As you can imagine, an advertised boost in performance and results would get any college and professional athlete excited about it. Although it is impossible to say that results do not vary from case to case, professional athletes such as Vernon Davis, quarterback and captain for San Francisco, Derrick Rose, Rookie of the Year 2009, and champion UFC fighter BJ Penn are living testaments to the effectiveness of Force Factor – Rose: “Force Factor is the best muscle builder on the market,” and Davis: “Force Factor gives me results. I believe in results.”
Force Factor has been advertised by many different media sources. Websites such as MAXIM, Wall Street Journal, and Men’s Health and TV channels such as FOX News and CNN have advertised Force Factor to many of its readers and viewers. As if that were not enough, Force Factor is the Number One #1 selling strength enhancer on GNC (General Nutrition Centers) founded in 1935, is one of the largest health and nutrition product retailers in the nation.

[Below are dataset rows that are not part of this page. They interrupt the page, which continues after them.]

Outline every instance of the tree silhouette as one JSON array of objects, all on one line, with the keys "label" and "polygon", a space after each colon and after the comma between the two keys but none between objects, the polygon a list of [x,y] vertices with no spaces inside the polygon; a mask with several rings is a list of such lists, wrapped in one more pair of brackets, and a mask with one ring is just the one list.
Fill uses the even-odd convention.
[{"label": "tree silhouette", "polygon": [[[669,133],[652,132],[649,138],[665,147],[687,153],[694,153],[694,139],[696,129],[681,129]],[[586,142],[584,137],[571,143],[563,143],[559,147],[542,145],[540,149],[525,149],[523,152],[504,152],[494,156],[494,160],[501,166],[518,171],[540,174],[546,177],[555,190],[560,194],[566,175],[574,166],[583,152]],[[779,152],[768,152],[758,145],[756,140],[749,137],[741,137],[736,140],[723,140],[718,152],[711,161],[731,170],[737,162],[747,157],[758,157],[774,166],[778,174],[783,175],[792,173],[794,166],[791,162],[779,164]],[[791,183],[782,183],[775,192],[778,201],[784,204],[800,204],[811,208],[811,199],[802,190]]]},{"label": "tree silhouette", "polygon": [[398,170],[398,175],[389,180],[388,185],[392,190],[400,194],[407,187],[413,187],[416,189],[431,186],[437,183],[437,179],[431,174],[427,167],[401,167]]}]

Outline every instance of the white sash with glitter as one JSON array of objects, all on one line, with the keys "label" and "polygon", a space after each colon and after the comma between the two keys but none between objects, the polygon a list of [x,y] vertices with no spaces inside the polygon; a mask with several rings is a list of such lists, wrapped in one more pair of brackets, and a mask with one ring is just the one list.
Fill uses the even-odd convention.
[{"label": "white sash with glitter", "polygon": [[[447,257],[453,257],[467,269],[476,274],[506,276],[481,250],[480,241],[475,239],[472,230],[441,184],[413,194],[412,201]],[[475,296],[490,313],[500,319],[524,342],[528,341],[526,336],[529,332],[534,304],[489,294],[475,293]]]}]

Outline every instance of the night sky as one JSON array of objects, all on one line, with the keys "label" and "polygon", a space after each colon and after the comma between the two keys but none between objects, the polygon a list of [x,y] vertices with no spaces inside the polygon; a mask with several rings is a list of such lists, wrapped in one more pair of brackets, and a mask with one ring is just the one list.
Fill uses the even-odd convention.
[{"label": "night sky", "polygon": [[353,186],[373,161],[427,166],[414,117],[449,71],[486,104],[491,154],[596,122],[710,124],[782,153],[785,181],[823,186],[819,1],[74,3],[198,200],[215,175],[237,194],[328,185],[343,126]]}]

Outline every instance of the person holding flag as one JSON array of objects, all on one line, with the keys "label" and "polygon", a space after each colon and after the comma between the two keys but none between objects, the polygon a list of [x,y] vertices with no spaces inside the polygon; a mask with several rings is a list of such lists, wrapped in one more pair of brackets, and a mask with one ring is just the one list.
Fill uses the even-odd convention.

What makes Force Factor so different than other alternative sports supplements? A comparison of the ingredients that go into Force Factor and other sports supplements provides a general idea of the main differences between the two. To begin with, Force Factor, unlike many other supplements, contains no caffeine (which mean no jitters), or sodium. In addition, Force Factor contains Nitric Oxide Boosting Arginines – which when combined with strength training, has the ability to increase strength, endurance and power – and NAD Nutrient Delivery.
So whether you are a recreational exercise type of college student or a competitive athlete, living in the Bay Area will have inevitably caused you to hear about the supplement craze. Some people question the place nutritional supplements have in college athletics, but as it currently stands, they do not pose an unfair advantage with adverse biological results. As long as there is no health risk and an anabolic effect, force factor free trials and sports supplements in general will always be accepted in collegiate athletics and in the college scene in general.